Each sub-section of each section thus named is rarely longer than one page and often shorter, sometimes focused on a single moment of poetic vision where meaning is enforced on an incongruous event – an effect I’ve only ever seen done well in John Burnside’s fiction. At these moments the unusual visions and beliefs that are labelled psychosis take on the features of meta-aware language of the artist. This happens when his GP measures what the latter calls the ‘OCD-like neatness’ of historic and present ‘cuts’ with which he (h)arms his body (p. 82), or that moment when he is externally labelled as with a personality disorder (PD in the text) which I can no longer find in my text.
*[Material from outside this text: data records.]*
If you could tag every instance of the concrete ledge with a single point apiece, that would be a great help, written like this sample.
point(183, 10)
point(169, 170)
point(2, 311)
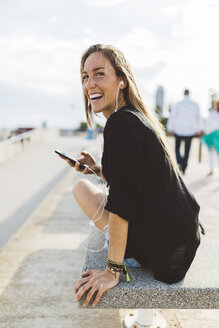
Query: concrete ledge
point(199, 289)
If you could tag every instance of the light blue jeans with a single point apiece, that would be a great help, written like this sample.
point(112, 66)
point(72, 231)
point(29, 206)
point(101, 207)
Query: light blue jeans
point(129, 262)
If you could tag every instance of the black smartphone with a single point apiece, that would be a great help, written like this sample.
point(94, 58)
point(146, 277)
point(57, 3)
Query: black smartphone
point(72, 160)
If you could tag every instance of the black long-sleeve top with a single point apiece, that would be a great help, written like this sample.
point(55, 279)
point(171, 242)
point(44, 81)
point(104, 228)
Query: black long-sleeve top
point(144, 190)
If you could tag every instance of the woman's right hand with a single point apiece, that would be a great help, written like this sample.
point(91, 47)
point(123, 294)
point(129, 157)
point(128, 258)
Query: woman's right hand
point(88, 160)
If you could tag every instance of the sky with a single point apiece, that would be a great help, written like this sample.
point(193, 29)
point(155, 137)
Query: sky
point(172, 43)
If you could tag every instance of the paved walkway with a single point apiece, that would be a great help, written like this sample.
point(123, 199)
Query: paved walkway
point(42, 262)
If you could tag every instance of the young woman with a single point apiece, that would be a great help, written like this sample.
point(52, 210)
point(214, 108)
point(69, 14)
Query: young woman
point(211, 136)
point(151, 217)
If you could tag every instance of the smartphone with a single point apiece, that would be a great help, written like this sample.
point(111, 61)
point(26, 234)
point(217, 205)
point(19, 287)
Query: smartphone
point(72, 160)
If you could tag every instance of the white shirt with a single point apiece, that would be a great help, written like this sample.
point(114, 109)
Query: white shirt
point(185, 119)
point(212, 122)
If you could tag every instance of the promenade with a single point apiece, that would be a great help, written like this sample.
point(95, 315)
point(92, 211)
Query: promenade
point(42, 260)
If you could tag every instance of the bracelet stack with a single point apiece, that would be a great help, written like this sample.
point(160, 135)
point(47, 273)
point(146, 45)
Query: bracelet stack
point(114, 267)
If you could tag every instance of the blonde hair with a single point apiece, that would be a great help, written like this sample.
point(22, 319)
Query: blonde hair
point(131, 93)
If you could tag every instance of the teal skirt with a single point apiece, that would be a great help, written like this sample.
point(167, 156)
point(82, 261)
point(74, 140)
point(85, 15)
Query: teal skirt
point(212, 140)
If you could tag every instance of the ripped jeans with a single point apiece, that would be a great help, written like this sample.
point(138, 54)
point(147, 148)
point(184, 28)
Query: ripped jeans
point(129, 262)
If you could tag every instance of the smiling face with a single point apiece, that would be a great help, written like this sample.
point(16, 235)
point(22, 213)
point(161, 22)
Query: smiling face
point(100, 84)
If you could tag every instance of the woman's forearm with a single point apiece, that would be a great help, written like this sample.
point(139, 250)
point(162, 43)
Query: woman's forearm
point(118, 233)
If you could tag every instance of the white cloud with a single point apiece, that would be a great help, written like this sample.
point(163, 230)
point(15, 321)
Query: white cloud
point(104, 3)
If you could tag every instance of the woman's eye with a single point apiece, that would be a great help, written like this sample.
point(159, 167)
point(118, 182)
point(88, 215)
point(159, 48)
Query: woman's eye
point(100, 74)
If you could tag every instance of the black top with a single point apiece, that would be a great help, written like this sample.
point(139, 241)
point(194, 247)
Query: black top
point(144, 190)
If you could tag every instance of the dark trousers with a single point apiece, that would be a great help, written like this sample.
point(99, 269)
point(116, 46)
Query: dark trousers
point(182, 160)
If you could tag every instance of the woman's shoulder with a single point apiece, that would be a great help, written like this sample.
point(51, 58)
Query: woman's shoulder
point(127, 118)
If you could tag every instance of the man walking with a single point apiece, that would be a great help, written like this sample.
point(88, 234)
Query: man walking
point(184, 123)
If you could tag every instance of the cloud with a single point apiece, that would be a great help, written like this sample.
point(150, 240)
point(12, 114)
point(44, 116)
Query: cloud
point(104, 3)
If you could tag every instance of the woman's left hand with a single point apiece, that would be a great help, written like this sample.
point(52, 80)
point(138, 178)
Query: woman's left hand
point(95, 281)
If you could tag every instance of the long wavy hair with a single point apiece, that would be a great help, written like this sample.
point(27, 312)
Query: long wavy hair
point(131, 92)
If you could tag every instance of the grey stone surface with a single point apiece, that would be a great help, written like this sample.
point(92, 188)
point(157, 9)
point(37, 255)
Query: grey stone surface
point(198, 290)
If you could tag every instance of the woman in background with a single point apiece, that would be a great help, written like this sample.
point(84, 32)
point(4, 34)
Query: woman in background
point(211, 136)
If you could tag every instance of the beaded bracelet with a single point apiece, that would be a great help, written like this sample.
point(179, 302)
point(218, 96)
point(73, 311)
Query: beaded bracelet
point(114, 267)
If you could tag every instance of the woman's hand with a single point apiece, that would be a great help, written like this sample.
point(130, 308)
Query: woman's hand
point(86, 159)
point(95, 281)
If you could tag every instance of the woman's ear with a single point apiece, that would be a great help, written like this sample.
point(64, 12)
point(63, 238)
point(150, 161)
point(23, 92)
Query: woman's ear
point(123, 84)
It also happens when quotidian reality becomes vision and artistic device.

The gesture, the one that brings her into the genre of fiction, is the language of her body when smoking a cigarette- shoulders rolled in, head lowered while hands cup a lighter and neon tip from disapproving winds.

(p.92)

Another example moulds the biochemical into everyday into a longed-for music of distraction and the ease of painful memories – the stuff of trauma and response to such:

Giving myself some space, serotonin to settle. sitting on the lid of a toilet seat with my palms on my temples, I notice the drip of a leaking tap is never out of time, off-beat, giving the porcelain it’s bound to a melody: music to match moon-pulled seas contained by the ocean tubs of Greek deities. …

Much of this is of the beauty and pain of unrecovered madness: that which escapes the killing offered by ‘recovery’.

The author

Of course the book has been favoured because of its awareness of ethnicity continually misappropriated and pathologized (reviewed significantly therefore by Guy Gunaratne and Stephen Kelman). Rightly so – it introduces you to linguistic fractures for instance between Ghanaian dialects and English that it refuses to either translate or trans-literate, so that the reader is left feeling deservedly alien (p.26).

This is a book that speaks about race so honestly it hurts, even when the hero reads The Colour Purple (p.21). But its ability to be both a bildungsroman of a boy’s sexual maturation through Onan (p.49), awareness of adult mortality (p.12), poverty and self-image (p. 32), its liminal life on the thresholds between madness, the labelling of that as ‘disorder’ and creative release makes it probably one of the most important modern books I’ve ever read.